The core reason is to create doubt about the scriptures. I'm not sure how they might have made money out of that from 500 years ago (bearing in mind making money is only a secondary objective), but written bibles weren't so prevalent as they are today, so probably wasn't so key a goal. About 100 or so years ago, Flat Earth started making a comeback, so Heliocentrists needed something a little more convincing. Bearing in mind there was no internet 100 years ago, so ideas spread more slowly.
Naturally what you're doing is taking a position, and then trying to assemble what fits it.
If you look at the history of the issue, which is easy to do, you'll see the work of astronomers 1400-1600 (just to take a snippet) was the work of devoted christians. In the late 1400s early 1500s, Copernicus who worked for the church, studied astronomy and developed models that resolved the observations, such as the observed phases of Venus. The published and noted objections of other christian astronomers were not religious, they were theoretical. The Roman and Orthodox church did not come out against its heliocentrism.
When Galileo used the new telescope to confirm models with direct observation, heliocentrism became accepted by those doing the work. The Pope, who leaned geocentric, and Galileo discussed it, and the Pope allowed him to publish his findings as a dialogue between two people. The advocate of Copernicanism was well-spoken. The Aristotelian advocate, named Simplico (simpleton), was stupid and pigheaded. The Pope then took a sharp position
. The Roman Catholic church would reverse its geocentric position much later.
Here's a quote from an AnswersInGenesis.org article:
The Copernican System & the Bible:
Some people read geocentrism into Scripture.
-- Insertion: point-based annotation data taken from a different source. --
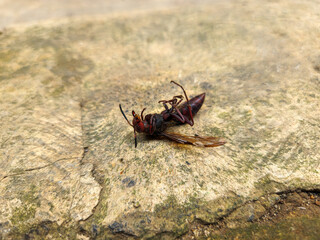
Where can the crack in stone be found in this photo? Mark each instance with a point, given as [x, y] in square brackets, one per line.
[36, 168]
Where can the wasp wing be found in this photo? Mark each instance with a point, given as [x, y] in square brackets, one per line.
[195, 140]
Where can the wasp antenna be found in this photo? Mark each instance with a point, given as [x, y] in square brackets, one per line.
[135, 139]
[124, 115]
[185, 94]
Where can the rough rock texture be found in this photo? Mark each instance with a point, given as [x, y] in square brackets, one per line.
[68, 156]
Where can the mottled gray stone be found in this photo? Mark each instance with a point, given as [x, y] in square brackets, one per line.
[68, 156]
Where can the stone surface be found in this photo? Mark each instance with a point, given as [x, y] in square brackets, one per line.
[68, 156]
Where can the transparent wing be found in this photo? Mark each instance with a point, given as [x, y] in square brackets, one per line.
[195, 140]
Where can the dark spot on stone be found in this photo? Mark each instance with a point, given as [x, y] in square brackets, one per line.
[116, 227]
[127, 179]
[251, 218]
[131, 183]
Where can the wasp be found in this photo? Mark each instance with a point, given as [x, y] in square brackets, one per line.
[176, 112]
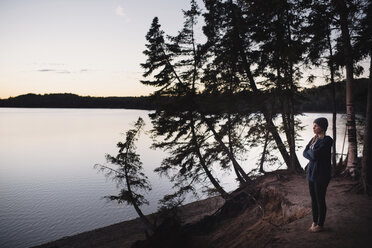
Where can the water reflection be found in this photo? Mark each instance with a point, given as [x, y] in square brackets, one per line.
[48, 187]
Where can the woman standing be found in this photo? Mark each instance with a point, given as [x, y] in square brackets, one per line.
[318, 171]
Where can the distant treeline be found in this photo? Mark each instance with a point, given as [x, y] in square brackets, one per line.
[317, 99]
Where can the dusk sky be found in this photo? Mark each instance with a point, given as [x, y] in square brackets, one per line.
[86, 47]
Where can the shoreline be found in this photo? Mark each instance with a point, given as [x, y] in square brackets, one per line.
[129, 231]
[279, 218]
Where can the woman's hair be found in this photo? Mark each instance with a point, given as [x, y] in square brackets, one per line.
[322, 123]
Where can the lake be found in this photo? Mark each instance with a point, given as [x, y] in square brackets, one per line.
[48, 186]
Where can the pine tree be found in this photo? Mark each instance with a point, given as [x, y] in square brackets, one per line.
[176, 72]
[128, 175]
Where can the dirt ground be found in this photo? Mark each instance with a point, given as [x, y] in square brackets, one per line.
[279, 216]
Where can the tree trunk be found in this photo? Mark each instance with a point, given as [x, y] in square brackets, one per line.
[271, 127]
[202, 161]
[367, 146]
[352, 161]
[231, 157]
[238, 174]
[334, 108]
[144, 219]
[264, 153]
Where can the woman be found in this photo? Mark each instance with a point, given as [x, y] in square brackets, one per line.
[318, 171]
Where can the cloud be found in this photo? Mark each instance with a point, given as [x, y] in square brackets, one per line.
[120, 11]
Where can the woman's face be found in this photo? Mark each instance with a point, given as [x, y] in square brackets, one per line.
[317, 129]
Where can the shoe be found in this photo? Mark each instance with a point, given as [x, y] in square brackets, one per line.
[316, 229]
[313, 225]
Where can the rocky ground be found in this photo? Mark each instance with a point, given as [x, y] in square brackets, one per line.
[275, 212]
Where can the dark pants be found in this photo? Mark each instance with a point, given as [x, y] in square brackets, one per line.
[317, 193]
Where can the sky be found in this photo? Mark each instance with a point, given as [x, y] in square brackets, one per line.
[85, 47]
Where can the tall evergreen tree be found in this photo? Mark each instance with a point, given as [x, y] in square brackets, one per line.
[346, 12]
[320, 27]
[175, 71]
[128, 175]
[364, 46]
[276, 29]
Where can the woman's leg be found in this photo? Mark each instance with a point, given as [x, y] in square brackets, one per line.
[314, 202]
[320, 192]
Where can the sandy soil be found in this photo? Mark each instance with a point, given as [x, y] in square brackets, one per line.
[279, 216]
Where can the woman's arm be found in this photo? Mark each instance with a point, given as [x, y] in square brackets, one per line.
[319, 149]
[306, 149]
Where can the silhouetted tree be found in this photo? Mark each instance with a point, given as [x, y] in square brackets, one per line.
[364, 46]
[174, 67]
[321, 28]
[276, 30]
[347, 12]
[128, 175]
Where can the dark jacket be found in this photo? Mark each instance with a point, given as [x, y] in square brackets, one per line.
[319, 167]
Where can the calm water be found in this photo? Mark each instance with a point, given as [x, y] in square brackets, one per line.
[48, 186]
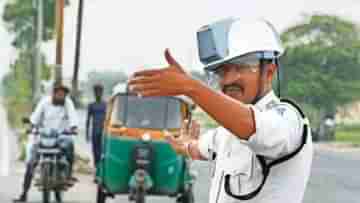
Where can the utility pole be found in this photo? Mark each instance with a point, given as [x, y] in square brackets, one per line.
[36, 54]
[75, 81]
[60, 4]
[38, 58]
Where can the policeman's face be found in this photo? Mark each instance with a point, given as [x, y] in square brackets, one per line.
[98, 94]
[240, 81]
[59, 97]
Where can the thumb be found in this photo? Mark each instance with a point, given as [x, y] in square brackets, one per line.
[172, 62]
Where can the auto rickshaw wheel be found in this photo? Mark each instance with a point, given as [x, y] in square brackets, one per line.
[140, 195]
[101, 196]
[186, 197]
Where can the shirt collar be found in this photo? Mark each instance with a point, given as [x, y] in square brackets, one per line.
[267, 101]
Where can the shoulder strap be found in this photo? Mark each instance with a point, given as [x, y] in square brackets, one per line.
[266, 167]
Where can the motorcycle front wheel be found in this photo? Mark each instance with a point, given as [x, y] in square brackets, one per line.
[45, 179]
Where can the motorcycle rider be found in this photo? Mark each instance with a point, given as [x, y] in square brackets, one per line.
[54, 112]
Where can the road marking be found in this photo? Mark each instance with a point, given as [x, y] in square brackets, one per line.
[4, 141]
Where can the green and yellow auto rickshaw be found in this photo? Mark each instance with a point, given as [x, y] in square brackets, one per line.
[136, 159]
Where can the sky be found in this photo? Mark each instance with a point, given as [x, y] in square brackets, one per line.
[130, 35]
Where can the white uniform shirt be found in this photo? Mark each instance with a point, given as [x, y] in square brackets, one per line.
[279, 128]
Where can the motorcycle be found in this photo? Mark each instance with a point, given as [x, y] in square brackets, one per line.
[52, 162]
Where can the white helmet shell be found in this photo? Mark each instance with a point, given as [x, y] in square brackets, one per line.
[246, 37]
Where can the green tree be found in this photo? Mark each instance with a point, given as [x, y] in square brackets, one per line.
[322, 63]
[20, 20]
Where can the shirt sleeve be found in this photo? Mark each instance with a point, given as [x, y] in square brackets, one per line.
[35, 117]
[73, 118]
[208, 143]
[278, 131]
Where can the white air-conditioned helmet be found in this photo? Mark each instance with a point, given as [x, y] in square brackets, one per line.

For instance, the go-to passage for geocentrism usually is
Joshua 10:12–14, in which Joshua commanded the sun and the moon to stand still. But does this mean that the earth does not rotate? Hardly. Astronomers talk about the sun moving across the sky, though they aren’t geocentrists. Astronomers also speak of the sun rising and setting (as does the Bible), even though astronomers believe that the earth’s rotation accounts for the sunrise and sunset. So why do people want to understand such passages as teaching geocentrism? Reading either geocentrism or heliocentrism into the Bible is eisegesis, and that is the wrong way to read Scripture.